Dr. Galen also suggests covering up with protective clothing, such as long-sleeve shirts and hats with a tight weave and wide brim. Several companies, such as Columbia Sportswear, offer high-UPF clothing lines made of special fabric that works to prevent UV rays from reaching the skin. Special detergents and additives that contain UV absorbers, such as Rit SunGuard, can also be used during your regular laundry cycle to augment the UPF level of many fabrics. For example, washing a cotton t-shirt with a UV absorber can raise the UPF protection from 5 to 30 and can last up to 20 washes.

It’s also important to keep babies younger than six months old away from direct sunlight, since babies have thinner skin that burns more easily. If your baby must be in the sun, Dr. Galen advises you to dress him or her in clothing that covers the body. Move your baby to the shade or under a tree, an umbrella, or a stroller canopy.

Most importantly, use the right degree of sunscreen and apply it correctly. All children – regardless of their skin tone – should wear sunscreen with a SPF of 15 or higher. Be sure to:

• Use sunscreen whenever your child will be in the sun.

• Apply sunscreen approximately 30 minutes before going outside so that a good layer of protection can form. Don’t forget to protect lips, ears, feet, shoulders, and behind the neck. Lift up bathing suit straps and apply sunscreen underneath them.

• Don’t try to stretch out a bottle of sunscreen; apply the sunscreen generously and reapply every 2 to 3 hours. Be sure to reapply after your child has been sweating or swimming.

• Apply waterproof sunscreen if your child will be around water or swimming. Water reflects and intensifies the sun’s rays, so kids need protection that lasts. Waterproof sunscreen may last up to 80 minutes in the water, and some are also sweat and rub proof.

 How to Care For Your Child’s Sunburn

The best way to care for your child’s sunburn is to treat the symptoms immediately to prevent further problems. Typical symptoms include redness, swelling, pain, blisters, and sometimes fever, chills, and weakness. Several days after the burn, the skin may become itchy and peel.

Most sunburns do not require medical attention, but Dr. Galen recommends a number of ways you can relieve symptoms.

• Avoid repeated exposure to the sun until the burn heals.

• Take a cool (not cold) bath or use a cool compress on the sunburned area.

• Take acetaminophen or ibuprofen for discomfort.

• Apply pure aloe vera gel – available at most pharmacies or taken directly from within the leaves of the plant – to any sunburned area. It’s an excellent way of relieving sunburn pain and helping skin heal quicker.
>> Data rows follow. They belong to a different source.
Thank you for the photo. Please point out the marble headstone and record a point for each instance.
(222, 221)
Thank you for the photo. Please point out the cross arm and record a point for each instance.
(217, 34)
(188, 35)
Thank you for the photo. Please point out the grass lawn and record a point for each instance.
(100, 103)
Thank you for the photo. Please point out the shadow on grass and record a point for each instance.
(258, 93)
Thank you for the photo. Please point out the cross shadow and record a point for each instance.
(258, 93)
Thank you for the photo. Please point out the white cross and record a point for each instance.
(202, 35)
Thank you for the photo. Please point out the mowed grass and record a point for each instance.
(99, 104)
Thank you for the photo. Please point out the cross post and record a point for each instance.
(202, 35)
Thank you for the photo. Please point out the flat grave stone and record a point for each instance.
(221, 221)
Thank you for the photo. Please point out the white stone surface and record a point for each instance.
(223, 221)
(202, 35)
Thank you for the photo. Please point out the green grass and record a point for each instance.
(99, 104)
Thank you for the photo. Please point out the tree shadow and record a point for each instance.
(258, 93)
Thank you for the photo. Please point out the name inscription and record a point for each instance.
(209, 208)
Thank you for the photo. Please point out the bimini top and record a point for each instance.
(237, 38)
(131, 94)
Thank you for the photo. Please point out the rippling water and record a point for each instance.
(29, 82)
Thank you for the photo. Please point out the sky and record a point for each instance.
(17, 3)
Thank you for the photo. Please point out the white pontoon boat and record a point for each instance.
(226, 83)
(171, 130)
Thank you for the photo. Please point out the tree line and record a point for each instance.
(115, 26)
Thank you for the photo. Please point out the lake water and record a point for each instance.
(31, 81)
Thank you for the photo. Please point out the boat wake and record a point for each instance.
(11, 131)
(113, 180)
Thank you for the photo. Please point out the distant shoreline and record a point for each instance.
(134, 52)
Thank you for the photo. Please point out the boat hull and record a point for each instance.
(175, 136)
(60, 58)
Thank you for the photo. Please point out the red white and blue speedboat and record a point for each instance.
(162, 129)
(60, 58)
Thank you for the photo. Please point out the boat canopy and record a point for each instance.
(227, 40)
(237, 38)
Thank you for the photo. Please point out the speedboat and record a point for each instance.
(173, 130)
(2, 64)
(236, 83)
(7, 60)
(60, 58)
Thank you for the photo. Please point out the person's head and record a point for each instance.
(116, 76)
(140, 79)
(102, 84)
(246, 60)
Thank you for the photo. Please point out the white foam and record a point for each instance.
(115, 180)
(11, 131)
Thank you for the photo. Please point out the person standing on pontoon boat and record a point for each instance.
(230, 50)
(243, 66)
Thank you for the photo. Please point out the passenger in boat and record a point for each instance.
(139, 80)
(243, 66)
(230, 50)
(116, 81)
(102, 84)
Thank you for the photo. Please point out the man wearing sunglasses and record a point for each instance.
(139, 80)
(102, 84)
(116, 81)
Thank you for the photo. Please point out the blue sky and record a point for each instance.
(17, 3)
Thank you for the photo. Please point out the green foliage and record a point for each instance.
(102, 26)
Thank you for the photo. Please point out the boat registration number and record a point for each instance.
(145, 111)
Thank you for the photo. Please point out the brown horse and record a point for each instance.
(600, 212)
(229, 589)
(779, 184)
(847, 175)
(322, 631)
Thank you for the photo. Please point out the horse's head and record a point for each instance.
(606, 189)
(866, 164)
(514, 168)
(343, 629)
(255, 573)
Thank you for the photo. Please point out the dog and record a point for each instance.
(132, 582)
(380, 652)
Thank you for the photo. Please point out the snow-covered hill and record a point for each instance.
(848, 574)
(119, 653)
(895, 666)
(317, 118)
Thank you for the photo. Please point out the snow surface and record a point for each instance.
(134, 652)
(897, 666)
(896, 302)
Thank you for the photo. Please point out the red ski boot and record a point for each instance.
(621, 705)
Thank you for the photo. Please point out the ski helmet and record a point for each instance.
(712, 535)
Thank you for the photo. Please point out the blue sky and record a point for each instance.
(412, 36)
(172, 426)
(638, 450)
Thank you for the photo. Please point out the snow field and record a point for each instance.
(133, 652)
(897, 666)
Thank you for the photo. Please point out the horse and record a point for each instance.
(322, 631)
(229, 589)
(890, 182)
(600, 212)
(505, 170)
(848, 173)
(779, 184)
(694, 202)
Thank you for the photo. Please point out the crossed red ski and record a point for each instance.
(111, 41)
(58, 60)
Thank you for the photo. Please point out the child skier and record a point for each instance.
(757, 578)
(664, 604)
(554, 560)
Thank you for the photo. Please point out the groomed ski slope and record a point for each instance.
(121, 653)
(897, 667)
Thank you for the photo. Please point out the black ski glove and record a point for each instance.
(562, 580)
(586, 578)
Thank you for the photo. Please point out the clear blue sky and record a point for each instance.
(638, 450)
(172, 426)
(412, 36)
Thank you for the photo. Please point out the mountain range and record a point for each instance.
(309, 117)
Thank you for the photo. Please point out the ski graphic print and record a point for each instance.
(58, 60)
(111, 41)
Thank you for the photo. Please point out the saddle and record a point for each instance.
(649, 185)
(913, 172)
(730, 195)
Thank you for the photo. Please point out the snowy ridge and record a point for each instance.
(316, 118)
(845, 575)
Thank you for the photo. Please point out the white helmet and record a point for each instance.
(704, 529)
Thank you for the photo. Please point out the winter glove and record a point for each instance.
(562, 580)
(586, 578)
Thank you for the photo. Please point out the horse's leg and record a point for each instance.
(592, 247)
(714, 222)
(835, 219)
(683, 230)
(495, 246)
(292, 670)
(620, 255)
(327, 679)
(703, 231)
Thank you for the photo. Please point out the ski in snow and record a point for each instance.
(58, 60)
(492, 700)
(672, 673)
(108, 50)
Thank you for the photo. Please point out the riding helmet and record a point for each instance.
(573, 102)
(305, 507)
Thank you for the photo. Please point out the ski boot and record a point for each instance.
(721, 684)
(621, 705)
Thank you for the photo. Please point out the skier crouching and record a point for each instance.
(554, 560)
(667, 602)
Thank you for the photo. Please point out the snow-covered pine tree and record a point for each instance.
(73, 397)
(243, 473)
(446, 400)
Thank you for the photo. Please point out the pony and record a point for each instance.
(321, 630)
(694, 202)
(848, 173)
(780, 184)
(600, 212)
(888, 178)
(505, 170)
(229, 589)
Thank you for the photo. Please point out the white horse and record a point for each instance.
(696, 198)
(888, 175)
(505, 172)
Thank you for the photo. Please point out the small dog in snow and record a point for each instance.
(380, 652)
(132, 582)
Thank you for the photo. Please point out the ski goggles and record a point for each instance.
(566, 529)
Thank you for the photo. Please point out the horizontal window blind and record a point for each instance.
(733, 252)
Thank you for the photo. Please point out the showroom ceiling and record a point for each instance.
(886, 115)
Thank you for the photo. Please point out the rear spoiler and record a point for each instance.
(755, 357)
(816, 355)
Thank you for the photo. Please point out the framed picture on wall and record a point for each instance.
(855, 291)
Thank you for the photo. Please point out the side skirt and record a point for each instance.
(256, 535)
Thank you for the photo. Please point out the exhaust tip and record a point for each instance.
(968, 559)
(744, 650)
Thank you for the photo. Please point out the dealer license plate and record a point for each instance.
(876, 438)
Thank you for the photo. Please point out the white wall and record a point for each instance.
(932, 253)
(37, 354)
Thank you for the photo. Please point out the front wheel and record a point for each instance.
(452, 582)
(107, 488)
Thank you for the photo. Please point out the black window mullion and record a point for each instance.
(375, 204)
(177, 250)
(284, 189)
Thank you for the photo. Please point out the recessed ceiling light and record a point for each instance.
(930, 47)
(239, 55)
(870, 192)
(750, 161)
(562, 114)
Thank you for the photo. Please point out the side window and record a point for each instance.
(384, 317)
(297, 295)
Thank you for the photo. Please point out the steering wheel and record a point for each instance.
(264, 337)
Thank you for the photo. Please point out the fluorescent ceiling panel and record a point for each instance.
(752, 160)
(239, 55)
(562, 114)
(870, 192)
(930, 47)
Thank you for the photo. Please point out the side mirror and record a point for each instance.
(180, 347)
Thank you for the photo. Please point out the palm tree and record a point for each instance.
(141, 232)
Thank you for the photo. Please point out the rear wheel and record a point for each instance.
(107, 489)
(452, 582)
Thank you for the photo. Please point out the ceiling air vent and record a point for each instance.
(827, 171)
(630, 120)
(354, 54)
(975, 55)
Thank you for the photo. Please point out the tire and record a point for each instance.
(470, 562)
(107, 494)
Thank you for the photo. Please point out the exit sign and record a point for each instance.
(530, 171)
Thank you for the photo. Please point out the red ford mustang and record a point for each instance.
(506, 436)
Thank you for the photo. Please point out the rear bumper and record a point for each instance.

• Apply topical moisturizers, aloe gel, hydrocortisone cream, or a topical pain reliever to the sunburned area. Avoid products that contain Benzocaine or Benadryl because of the possibility of skin irritation or allergy.

• To avoid infection tell your child not to scratch, pop, or squeeze the blisters, which can become easily infected and can result in scarring.

Call your physician if the sunburn causes severe pain or widespread blistering or if your child experiences symptoms of heat stress, such as fever, chills, nausea, vomiting, or faintness.

Be Sun Safe Yourself

“Be a good role model for your children,” Dr. Galen suggests. “Wearing sunscreen and limiting your time in the sun not only reduces your risk of becoming sunburned, but it also reduces your child’s risk of exposure to the damaging effects of the sun.”